Observe the changes in the NAMESPACE file.

Step 12: import all the functions from other packages used in creating your own function (aside pre-shipped R packages)

use_package("lubridate") ## run 'check()' to be sure that the second warning has been removed

Also include the packages as imports in the function. “@import pkg-name” or “@importFrom pkg-name pkg-function”. Observe the changes in the DESCRIPTION file.

Step 13: Now, we can install our package locally with the “install()” or using the “install and restart” button from the “build” pane

install()

Step 14: next is unit testing. First, we declare our intent to write unit tests and to use the testthat package for this, thereafter, we write the “test” for our function(s)

use_testthat()

## write the unit test
use_test("function-name")

## in the R script, insert

test_that("date_stamp is consistent", {
  expect_identical(
    date_stamp(Sys.Date()),
    format(Sys.Date(), format = "%A, %d %B %Y")
  )
})

Deploy your package

Step 15: It’s time to connect to git to manage your package development. Run “check()” again to be sure that all is set for deployment.

use_git() ## this creates a ".git" folder

You will be asked if you’d like to commit your codes and restart the computer.

Step 16: now that you have a (basic) functional package, deploy this to GitHub

use_github()

Step 17: document your package in a markdown document

use_readme_rmd()

## edit your markdown, then build
build_readme()

Step 18: Commit and push your files to GitHub

Step 19: Iterate through the processes from step 4 to step 18 using the other functions.

Step 20: Install your package from GitHub

  • restart your session to clear your environment
remotes::install_github("github-acct/package-name")

Optionals

Write supporting documents - vignettes

Step 21: write your vignette(s)

use_vignette("vignette-name", "Vignette Title")

Modify the template appropriately, then build your vignette.

build_vignettes()

Iterate if you are writing more than one vignette.

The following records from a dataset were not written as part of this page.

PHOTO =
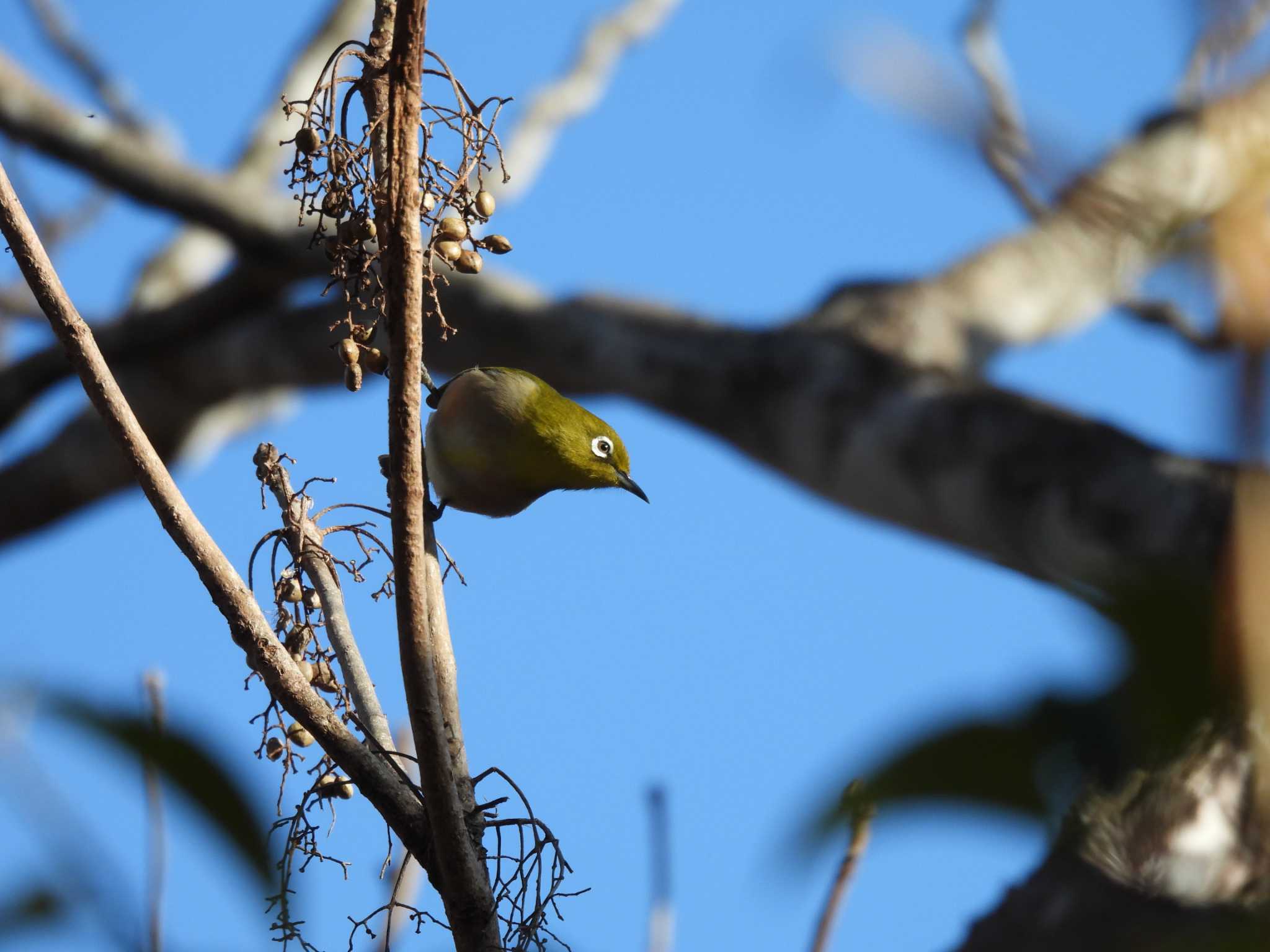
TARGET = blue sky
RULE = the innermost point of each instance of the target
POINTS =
(738, 640)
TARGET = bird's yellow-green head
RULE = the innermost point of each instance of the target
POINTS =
(500, 438)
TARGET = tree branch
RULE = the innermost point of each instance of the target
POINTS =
(378, 781)
(305, 541)
(196, 253)
(1029, 487)
(116, 156)
(424, 631)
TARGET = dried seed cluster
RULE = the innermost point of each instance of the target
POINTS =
(333, 175)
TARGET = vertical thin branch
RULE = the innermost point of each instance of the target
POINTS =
(861, 821)
(409, 876)
(424, 631)
(154, 684)
(376, 780)
(660, 914)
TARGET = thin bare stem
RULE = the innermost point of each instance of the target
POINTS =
(1005, 143)
(660, 913)
(304, 537)
(248, 626)
(1220, 43)
(861, 822)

Step 22: “check” your package again

check()

Notice that this introduces a “warning” on Windows OS - “‘qpdf’ is needed for checks on size reduction of PDFs”. You need a application to compress the pdf vignette generated. Follow the steps below to resolve this:

  1. Download qpdf for windows from https://sourceforge.net/projects/qpdf/?source=typ_redirect

  2. Unzip the downloaded document

  3. Copy the extracted qpdf (qpdf-major-minor-patch) to a directory in C:/Program Files

  4. In R, run Sys.setenv(‘PATH’ = paste0(‘C:/Program Files/qpdf-version_numer/bin;’, Sys.getenv(‘PATH’))). One further step may be required to convince Windows that pqdf is safe to run. Navigate to “C:/Program Files/qpdf-version_numer/bin” and execute qpdf.exe (by double-clicking). You’ll need to use the more options link to find the button to run the program.

  5. Run “check()” again.

Submitting to CRAN

  1. In your DESCRIPTION file, update your package version to reflect three digits - major.minor.patch.
  2. Check that your licensing conforms to CRAN policies (any of the licenses described above is fine).
  3. Ensure that you have a valid email address that is open to receiving email from external sources.
  4. Include documentation about your package changes - use use_news_md() and modify appropriately.
  5. Fix all errors, warnings. Make efforts to address as many notes as possible. For first CRAN submission, there will be at least one “note 1” notify CRAN that it is a first submission.
  6. Follow the steps created by the release() .
  7. If revisions were made following feedback from CRAN, use submit_cran() to avoid walking through the other steps.